Винни принялась разглядывать свои обкусанные ногти.
— Чтобы я посоветовалась кое с кем в больнице. С консультантом. Говорит, какие-то анализы надо сделать. На следующей неделе.
— Что за анализы?
— А мне откуда знать? Я что, доктор?
— Верно.
Я хотела спросить еще кое-что, но не решилась, заметив страх в глазах Винни. Что-то в ней сегодня напомнило мне Мэв незадолго до конца. Но когда Кев принес наш кофе, Винни словно отсекла мое сочувствие и тревогу, заставила себя взбодриться, даже села попрямее.
— Если бы жизнь была мороженым, — завела она свою пластинку, — то моя стала бы ванильным шариком в вафельном рожке, а твоя была бы залита сиропом, сверху чем-нибудь посыпана и украшена бумажным зонтиком.
Винни теряет форму — запас фантазий иссякает. И в последнее время все ее сентенции вертятся вокруг еды. Интересно, сама-то она понимает, что эти мудрости говорят о ее жизни ничуть не меньше, чем о моей?
— Китс!
Я истуканом, скрестив ноги по-турецки, сидела перед недостроенным замком из разноцветных деревянных кубиков. Красный кубик в одной руке, зеленый — в другой, взгляд — в никуда.
— Извини, Дотти. — Красный кубик увенчал верхушку замка.

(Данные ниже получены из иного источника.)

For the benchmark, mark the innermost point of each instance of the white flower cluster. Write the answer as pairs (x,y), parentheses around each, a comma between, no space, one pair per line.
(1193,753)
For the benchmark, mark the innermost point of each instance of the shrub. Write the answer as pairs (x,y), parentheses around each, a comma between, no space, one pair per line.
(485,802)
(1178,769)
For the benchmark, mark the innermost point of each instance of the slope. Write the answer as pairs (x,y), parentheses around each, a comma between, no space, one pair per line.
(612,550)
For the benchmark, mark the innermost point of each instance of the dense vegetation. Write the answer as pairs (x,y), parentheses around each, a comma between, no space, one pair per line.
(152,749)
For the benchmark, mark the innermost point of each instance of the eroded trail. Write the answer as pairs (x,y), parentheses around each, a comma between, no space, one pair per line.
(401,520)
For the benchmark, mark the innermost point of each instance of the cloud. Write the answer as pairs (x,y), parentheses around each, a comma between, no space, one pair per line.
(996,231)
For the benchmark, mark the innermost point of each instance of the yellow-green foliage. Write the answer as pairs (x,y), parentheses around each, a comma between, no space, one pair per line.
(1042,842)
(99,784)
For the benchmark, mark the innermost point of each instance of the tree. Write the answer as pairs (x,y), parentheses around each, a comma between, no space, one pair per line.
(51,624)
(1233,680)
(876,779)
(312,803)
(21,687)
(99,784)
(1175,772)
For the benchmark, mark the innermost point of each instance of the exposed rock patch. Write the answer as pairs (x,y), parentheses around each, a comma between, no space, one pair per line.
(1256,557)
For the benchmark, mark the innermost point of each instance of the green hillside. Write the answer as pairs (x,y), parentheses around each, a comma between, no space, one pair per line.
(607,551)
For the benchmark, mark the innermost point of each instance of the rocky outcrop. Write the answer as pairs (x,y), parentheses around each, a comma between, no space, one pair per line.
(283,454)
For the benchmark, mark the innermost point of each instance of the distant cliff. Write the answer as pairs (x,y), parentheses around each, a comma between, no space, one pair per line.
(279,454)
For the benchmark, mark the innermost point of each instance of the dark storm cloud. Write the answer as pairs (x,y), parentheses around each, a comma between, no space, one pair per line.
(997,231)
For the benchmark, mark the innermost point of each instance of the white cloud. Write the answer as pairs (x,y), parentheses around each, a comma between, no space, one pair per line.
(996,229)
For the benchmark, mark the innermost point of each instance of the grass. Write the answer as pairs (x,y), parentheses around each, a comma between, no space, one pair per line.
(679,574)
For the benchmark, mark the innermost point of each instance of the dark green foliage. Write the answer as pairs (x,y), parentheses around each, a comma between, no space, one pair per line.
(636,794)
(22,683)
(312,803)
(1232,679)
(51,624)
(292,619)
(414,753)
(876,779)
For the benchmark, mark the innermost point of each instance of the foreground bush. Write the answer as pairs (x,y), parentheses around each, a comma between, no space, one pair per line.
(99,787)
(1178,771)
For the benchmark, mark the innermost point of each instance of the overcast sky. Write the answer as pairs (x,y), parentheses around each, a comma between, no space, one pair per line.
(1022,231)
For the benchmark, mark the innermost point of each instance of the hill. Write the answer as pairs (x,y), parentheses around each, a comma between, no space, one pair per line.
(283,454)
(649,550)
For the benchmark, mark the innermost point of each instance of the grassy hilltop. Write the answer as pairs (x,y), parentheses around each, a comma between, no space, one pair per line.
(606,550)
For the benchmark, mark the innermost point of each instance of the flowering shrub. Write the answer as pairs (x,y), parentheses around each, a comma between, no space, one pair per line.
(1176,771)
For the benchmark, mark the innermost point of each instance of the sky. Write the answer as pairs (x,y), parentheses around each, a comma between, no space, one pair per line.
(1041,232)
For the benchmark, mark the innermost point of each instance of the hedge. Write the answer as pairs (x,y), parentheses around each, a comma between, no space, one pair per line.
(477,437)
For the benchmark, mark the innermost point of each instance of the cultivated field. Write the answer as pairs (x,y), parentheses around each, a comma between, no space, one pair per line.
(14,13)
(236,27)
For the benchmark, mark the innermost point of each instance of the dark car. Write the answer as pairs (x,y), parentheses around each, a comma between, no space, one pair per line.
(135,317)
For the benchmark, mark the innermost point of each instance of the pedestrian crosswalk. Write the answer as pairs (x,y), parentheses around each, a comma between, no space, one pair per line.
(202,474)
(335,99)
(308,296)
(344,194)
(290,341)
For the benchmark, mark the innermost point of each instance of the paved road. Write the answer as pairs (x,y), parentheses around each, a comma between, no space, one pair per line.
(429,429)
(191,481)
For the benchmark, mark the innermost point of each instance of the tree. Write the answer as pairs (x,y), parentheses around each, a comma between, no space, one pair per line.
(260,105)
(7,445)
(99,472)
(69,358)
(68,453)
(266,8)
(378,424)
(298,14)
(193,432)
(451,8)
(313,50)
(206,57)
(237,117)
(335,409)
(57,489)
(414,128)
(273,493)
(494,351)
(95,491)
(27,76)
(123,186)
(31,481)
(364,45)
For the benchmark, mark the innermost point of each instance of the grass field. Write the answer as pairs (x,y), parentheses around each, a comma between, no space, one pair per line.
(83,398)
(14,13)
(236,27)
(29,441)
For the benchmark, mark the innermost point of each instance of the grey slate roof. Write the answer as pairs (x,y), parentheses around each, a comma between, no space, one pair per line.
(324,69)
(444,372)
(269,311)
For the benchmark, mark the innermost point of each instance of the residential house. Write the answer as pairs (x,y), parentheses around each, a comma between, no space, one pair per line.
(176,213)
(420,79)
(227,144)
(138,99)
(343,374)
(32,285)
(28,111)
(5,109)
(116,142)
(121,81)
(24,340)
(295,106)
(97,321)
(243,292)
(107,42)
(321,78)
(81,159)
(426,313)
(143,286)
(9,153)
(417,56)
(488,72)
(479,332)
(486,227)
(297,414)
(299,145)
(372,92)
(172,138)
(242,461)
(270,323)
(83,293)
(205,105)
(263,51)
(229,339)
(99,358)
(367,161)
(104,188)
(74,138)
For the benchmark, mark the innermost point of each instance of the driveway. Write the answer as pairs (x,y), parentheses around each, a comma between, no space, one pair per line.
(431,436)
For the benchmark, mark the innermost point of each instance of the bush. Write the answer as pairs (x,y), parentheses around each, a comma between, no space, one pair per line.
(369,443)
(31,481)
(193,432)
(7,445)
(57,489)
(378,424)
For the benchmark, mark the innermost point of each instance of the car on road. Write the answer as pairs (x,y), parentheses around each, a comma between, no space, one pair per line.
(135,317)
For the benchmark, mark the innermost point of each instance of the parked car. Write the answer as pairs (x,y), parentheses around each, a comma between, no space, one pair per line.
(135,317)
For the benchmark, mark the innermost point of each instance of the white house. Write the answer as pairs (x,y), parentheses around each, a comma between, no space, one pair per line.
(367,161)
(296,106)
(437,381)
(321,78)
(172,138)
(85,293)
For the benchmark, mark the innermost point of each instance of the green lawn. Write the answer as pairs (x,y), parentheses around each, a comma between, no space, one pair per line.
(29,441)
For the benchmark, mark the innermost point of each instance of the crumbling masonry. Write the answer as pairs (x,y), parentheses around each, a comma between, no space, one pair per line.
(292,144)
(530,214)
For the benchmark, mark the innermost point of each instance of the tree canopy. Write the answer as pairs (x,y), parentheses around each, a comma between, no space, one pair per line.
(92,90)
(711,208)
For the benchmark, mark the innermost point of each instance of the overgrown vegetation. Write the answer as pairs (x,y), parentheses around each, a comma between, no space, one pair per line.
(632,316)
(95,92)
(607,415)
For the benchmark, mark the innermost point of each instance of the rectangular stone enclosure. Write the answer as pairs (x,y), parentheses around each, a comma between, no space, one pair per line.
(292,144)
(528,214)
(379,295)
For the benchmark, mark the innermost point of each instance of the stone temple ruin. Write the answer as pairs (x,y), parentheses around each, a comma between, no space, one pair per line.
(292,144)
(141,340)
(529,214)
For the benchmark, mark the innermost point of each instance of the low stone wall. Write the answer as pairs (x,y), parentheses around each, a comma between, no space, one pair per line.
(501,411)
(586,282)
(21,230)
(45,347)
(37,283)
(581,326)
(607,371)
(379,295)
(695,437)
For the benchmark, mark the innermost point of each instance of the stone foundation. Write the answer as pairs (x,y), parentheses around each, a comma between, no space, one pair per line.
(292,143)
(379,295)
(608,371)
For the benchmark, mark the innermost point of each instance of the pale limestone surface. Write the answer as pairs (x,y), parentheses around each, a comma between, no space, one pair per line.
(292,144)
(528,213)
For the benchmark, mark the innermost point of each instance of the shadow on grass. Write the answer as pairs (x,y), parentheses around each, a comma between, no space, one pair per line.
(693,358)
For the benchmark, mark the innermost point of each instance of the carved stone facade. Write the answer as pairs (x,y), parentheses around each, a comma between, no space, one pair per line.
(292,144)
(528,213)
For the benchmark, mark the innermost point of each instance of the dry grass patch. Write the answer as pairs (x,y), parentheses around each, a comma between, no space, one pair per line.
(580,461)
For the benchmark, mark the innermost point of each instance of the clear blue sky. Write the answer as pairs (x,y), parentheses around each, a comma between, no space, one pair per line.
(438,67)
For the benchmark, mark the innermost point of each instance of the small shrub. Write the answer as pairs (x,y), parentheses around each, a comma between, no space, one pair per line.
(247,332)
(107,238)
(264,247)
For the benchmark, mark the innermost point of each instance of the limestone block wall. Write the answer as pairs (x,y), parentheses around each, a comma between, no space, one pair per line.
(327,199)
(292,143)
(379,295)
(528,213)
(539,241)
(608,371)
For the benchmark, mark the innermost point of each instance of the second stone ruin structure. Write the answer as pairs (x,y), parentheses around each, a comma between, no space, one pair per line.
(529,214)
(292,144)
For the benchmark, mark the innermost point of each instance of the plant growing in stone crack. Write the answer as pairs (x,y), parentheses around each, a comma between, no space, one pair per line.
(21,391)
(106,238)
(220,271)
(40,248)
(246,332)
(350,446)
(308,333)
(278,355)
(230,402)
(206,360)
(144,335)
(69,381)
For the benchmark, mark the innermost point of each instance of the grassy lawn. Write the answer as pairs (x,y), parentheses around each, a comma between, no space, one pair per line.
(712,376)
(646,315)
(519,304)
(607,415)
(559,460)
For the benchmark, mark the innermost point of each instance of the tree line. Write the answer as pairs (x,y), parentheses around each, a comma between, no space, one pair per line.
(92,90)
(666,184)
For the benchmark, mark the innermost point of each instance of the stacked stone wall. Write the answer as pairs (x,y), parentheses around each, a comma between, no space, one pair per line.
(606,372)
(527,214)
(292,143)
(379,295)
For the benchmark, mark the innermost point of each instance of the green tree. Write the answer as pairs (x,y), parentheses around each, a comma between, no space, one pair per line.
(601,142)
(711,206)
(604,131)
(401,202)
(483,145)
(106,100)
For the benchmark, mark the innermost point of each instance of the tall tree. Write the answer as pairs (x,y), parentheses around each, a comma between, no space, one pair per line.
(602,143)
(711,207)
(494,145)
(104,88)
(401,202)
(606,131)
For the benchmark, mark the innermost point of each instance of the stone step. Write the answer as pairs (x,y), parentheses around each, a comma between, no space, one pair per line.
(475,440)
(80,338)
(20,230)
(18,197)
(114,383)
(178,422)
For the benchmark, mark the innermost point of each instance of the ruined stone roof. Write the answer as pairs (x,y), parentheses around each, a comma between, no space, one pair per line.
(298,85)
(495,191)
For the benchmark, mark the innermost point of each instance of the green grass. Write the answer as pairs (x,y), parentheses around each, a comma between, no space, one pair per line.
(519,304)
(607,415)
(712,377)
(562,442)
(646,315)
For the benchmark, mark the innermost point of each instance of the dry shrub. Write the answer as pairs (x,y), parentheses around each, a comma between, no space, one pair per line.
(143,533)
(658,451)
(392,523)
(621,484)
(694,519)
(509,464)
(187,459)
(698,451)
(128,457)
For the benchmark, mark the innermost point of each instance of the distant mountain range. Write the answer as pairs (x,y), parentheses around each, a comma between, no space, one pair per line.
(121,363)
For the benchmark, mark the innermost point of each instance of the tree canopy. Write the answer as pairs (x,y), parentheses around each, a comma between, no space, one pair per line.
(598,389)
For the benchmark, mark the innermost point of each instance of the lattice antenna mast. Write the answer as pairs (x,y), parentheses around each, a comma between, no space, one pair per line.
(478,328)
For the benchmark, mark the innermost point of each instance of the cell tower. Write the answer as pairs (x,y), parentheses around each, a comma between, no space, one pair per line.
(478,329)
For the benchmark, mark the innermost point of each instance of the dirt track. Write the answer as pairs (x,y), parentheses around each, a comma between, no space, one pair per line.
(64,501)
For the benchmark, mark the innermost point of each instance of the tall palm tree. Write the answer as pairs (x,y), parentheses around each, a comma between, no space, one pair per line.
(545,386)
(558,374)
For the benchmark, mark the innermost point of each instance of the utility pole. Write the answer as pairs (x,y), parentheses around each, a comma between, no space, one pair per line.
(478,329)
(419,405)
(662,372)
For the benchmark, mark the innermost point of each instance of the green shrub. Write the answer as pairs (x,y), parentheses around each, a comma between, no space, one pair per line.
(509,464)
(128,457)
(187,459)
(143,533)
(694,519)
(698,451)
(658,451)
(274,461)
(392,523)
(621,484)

— Нет! — закричала она. — Зеленый! Китс, надо зелененький!
Диктаторша малолетняя.
Мы с Дотти затеяли игру. Я строю высоченную башню, а Дотти сидит рядом на корточках и наблюдает. Выжидает подходящий момент.
Это было правильное решение — провести вечер с Ричардом и Дотти. Я будто вышла из транса, а подтолкнуло меня к этому утреннее высказывание Винни. Я смотрю на Дотти — ее личико светится любовью. Она доверяет мне настолько, что может заснуть, положив голову мне на колени. Она часто плачет, когда я прощаюсь с ней, но верит, когда обещаю вернуться. Пугающая любовь.
— Быстрей, Китс, надо совсем высоко! Интересно, а у меня будет такая?
— Вот, дорогая. — В комнату неторопливо вошел Ричард и протянул мне бокал красного вина. На нем был фартук в горошек, с оборочками — реликвия супружеской жизни, не иначе. Он готовил бефстроганов на ужин, и щеки разрумянились от жара. — Через пару минут за стол.
— Отлично. — Я поменяла красный кубик на зеленый, наблюдая, как Ричард ставит компакт-диск.
«Моорчиба». Это все время крутили в том спортзале, где я встретила Джоэла.
Ричард снова ушел на кухню, а я взялась за желтый кубик — подразнила им Дотти, помахала в воздухе, прежде чем поставить на раскачивающуюся башню. И тут Дотти — бац! — нанесла удар.
Дети пугают. Только полюбуйтесь, как она бесится на останках моей башни. Дрожь пробирает.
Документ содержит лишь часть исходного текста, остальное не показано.